I’m using 4 cloves and 1 Cinnamon Stick with 90ml of Apple Cider Vinegar overnight, but if you don’t have the patience, let the infusion sit in a warm bath of hot water for a couple of hours.

Generally speaking, 90ml of Infused Vinegar is enough for 1 Fuyu Persimmon (about 170g).

Remember that spices are best used as secondary and tertiary flavors, just like in cooking, which means that you only need a little bit to highlight the main flavors. Once your apple cider vinegar has infused, filter out the spices using a fine mesh strainer.

Part II:
Make Persimmon Oleo

Weigh the number of persimmons that you want to use and wash them well over water.

Grab your Persimmon(s) and slice up into little small cubes. Place them in a jar.

Because this fruit contains lots of moisture, creating an oleo will happen extremely fast. Once created, place everything in the blender along with your infused vinegar, and give it a spin.

Generally speaking, for every 250ml of Oleo and Diced Persimmon, you should combine 3oz or 90ml of Infused Vinegar.

Blend everything together until all of the bits of persimmon are turned into a smoothie, then pass everything through a cheesecloth or fine filter so that you can squeeze every bit of juice out of it. (your juice will have the consistency of a thin pulp, hence the name ‘Pulp Shrub’).

Squeeze all of the juice out until you are left with just the pulp, and set it aside for later uses. Your liquid should be bright orange, fresh-tasting, and with a perfect balance of sweet and sour. You can always adjust the taste with the addition of more oleo, simple syrup, or vinegar depending on your preference.

Take note that the final result will have a thick and gloopy consistency because of the high concentrations of pectin. It won’t be as liquidy as many other bar ingredients making it a good option for adding thicker textures to drinks.

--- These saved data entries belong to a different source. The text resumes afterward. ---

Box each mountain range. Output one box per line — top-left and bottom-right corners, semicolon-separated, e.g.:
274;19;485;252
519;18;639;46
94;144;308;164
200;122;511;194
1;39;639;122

This shrub in particular doesn’t have a strong vinegar taste, making it very palatable and versatile in many cocktails.

Save Pulp for Garnishes

Save the leftover pulp that you have strained out for later use.
Unfortunately, the leftover chunky bits I have from the Fuyu Persimmon are not smooth enough to be made into an edible leather.
Instead, try dehydrating to the point that it turns hard and brittle. Grind them up using a spice grinder to make a dust, and use that dust as a sweet/sour rim or for other uses.
Remember that your dust will still have the persimmons flavor with an additional acidic taste from the vinegar.
Drink Sustainably!

Featured Cocktail:
Persimmon Sour

Sweet and sour with a fall fruit to make your guest feel comfy cozy. Persimmon works well with pretty much any spirit, especially the aged ones!

  • 60ml Bourbon
  • 30ml Persimmon Shrub
  • 30ml Lemon Juice
  • 20ml Simple Syrup

Garnish with Persimmon Pulp Taffy & powdered sugar.